Außerdem sind mir in der achten Auflage zwei Tippfehler aufgefallen, was mich doch stark gewundert hat. Erstens: in der Geschichte gibt es eine Fernsehmoderatorin, die mit ihrer nach ihr selbst benannten Show „Ellen Abbott“ täglich über Amys Verschwinden berichtet. Auf Seite 395 wird die gute Frau aber einmalig „Allen Abbott“ genannt, als hätte sie eine Geschlechtsumwandlung gehabt. Zweitens: Auf Seite 473 steht anstatt Augenblick „Augeblick“. Das sind keine gravierenden, aber vollkommen vermeidbare Fehler, die den Lesefluss unterbrechen.
Zugegebenermaßen ist „Gone Girl“ aber kein klassischer Psychothriller, sondern durch die Motive noch viel mehr. Das mag für manche Leser anstrengend sein, zumal der Roman im Klappentext eindeutig mit dem metaphorischen Stempel „Psychothriller“ wirbt. Je nach Erwartungshaltung, kann der Leser definitiv enttäuscht werden.

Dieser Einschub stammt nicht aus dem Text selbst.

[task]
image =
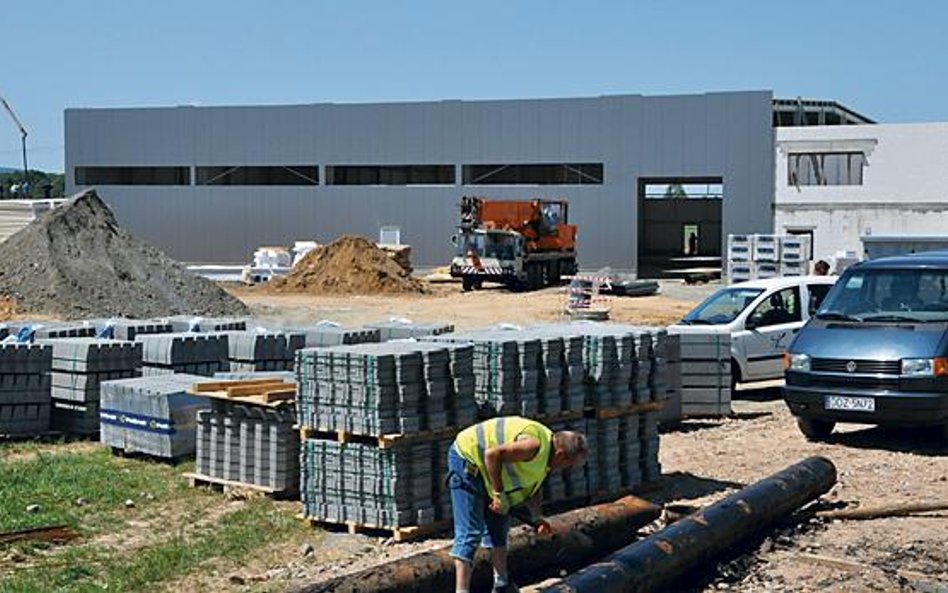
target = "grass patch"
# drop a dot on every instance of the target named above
(55, 481)
(233, 538)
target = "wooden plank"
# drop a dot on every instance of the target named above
(223, 385)
(258, 389)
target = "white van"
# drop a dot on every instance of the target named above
(762, 316)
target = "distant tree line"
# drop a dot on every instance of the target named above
(41, 185)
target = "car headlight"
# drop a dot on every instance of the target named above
(797, 362)
(925, 367)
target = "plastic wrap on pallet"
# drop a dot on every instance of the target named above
(151, 415)
(253, 445)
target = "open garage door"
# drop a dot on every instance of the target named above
(679, 224)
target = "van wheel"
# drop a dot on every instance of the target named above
(815, 430)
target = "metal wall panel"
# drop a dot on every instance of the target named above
(715, 134)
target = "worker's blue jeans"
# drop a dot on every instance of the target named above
(474, 522)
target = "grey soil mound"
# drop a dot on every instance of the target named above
(77, 262)
(348, 265)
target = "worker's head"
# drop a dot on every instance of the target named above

Dafür begeistert der Roman mit unerwarteten Plottwists, die ich durch den Kinofilm zwar bereits kannte, die allerdings auch beim zweiten Mal noch mit Raffinesse punkten konnten.

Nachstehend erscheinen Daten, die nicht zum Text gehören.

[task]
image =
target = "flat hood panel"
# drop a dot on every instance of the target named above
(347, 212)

Aufgrund der Verfilmung kannte ich natürlich auch das Ende, was ich schon damals ab einem gewissen Punkt zu naheliegend, inszeniert und deswegen zu simpel fand. Im Buch geht es allerdings noch ein Stückchen weiter, wo der Film bereits aufhört. Allerdings hat mit das Ende des Films sogar besser gefallen. Im Großen und Ganzen weicht der Film nur minimal vom Buch ab, was auf den roten Faden deshalb kaum Einfluss hat.
Fazit
Es ist nicht leicht ein Buch zu beurteilen, das schon nicht recht hält, was es mit seinem Genre eigentlich verspricht. „Gone Girl“ ist kein wirklicher Psychothriller, trotz seiner durchgängig düsteren Atmosphäre. Vielmehr spielen Beziehungsprobleme, Geldsorgen und Medienkritik eine Rolle. Dafür fehlt die charakteristische Spannung. Das mag manche Leser mehr stören als andere, weshalb die Kritiken des Romans auch so kontrovers ausfallen. Speziell vom Ende bin ich leider enttäuscht. Außerdem sind die Figuren und der Schreibstil absolut gewöhnungsbedürftig. Wobei „gewöhnungsbedürftig“ nicht zwingend negativ gemeint ist, da es auch außergewöhnlich und mutig bedeuten kann. Aber gewöhnungsbedürftig ist ebenfalls nicht sonderlich umwerfend. Wer den Film schon gesehen hat, muss „Gone Girl“ nicht noch zusätzlich lesen, da es inhaltlich wenig Unterschiede gibt. Wer die Geschichte noch nicht kennt, macht mit dem Buch aber auch keinen Fehlgriff, da es inhaltlich sehr gut durchdacht ist und die Plottwists schockieren. Kurzum: Kann man lesen, muss man aber nicht unbedingt. Deswegen erhält dieser Roman von mir gerade noch drei von fünf Federn. Momentan habe ich nicht vor, weitere Bücher von Gillian Flynn zu lesen.